Can someone use my VPN IP address to identify me elsewhere?

For example, say I log into a website (let’s call it website A) while on my VPN. I also log into another website (let’s call it website B) while also on my VPN. If website B provides website A with my IP information, can website A use the IP information they received and their own IP information to identify me as being the same person, even if I used a VPN?

Apologies if this has been asked before. I’m not too experienced with VPNs and I believe there wasn’t an answer online.

IP addresses are too unreliable to track people in this way. It’s common for a VPN to assign a different IP address each time someone logs in, so a given IP address could be anybody.

If a website wants to track you, they will use more reliable methods that don’t depend on IP address like cookies, local databases, and browser fingerprinting.

It is less likely that website A and B want to track you with the same data.
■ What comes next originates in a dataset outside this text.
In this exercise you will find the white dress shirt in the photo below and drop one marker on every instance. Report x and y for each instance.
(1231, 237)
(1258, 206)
It is more likely that marketing analytics website C is tracking you across websites A through Z, VPN or not…

Technically, it might be possible. But in practice no. The IP a website would see while you’re using a VPN is tied to many other users. So if the website decided to track someone by IP they would get many matches to many different people.
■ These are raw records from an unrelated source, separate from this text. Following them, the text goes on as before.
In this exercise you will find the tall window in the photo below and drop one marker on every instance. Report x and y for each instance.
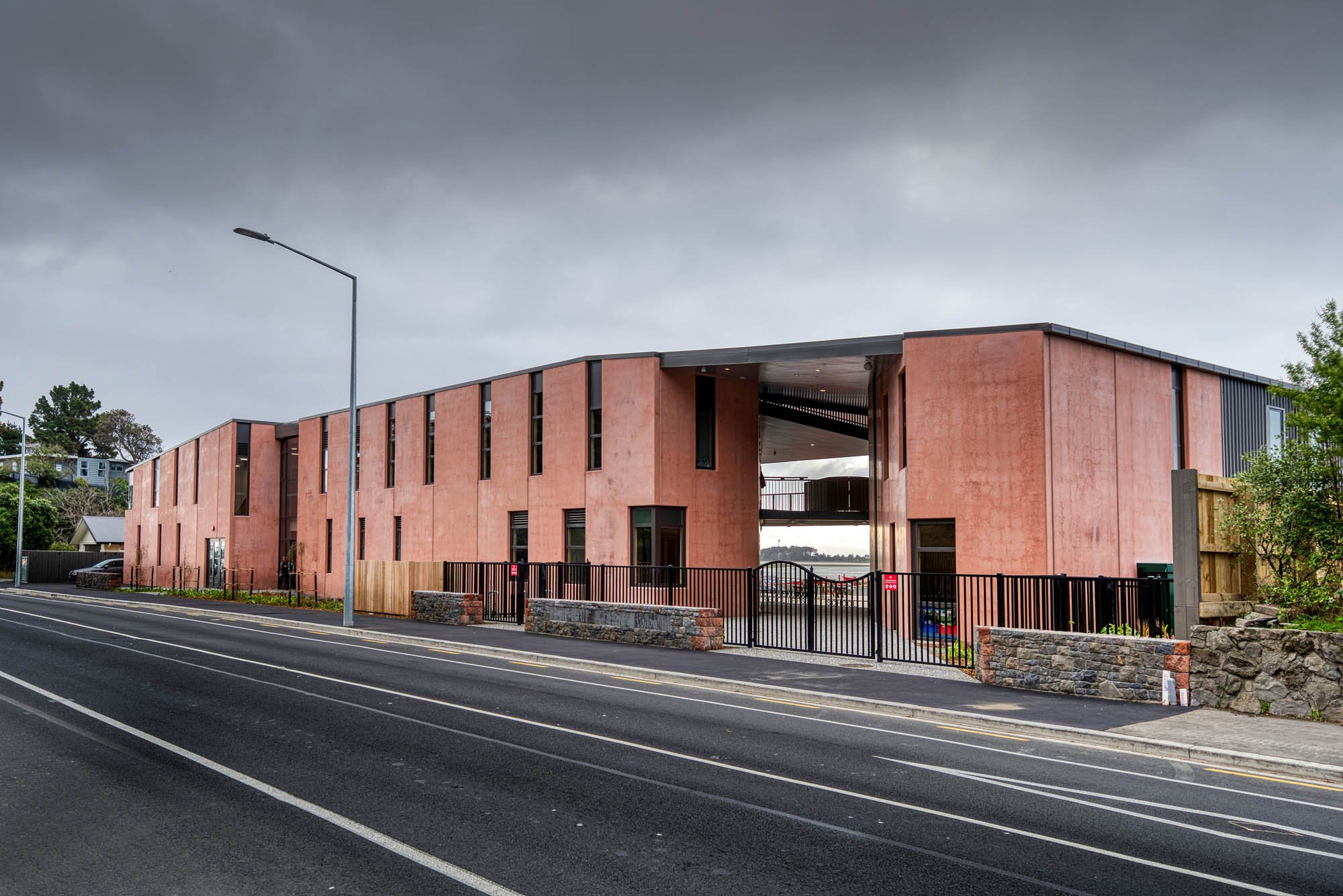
(1178, 417)
(537, 423)
(706, 421)
(429, 440)
(575, 536)
(594, 415)
(518, 536)
(905, 442)
(242, 471)
(326, 454)
(657, 538)
(1277, 430)
(487, 413)
(391, 444)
Websites have much better ways of tracking people like cookies. Those aren’t really shared cross sites though.

This can be compared to tracking someone by the town they live in. Sure, the person you’re trying to track is in that set of people but so are a lot of other people. To the point that it is meaningless.

I say it is technically possible because some websites still might do something like this. They will blacklist/limit by IP. They are betting on the chance no one has duplicate IPs. But even if they track IPs, websites don’t really share information like IPs.

Tl;dr: no

It’s called fingerprinting and it’s done all the time; in fact it’s one of the main ways they nail you off the deep web/tor

It is typical for VPN’s to DHCP you another IP address every time you use it (hence why static IP address connections are an alternative option in most VPN services rather than the default)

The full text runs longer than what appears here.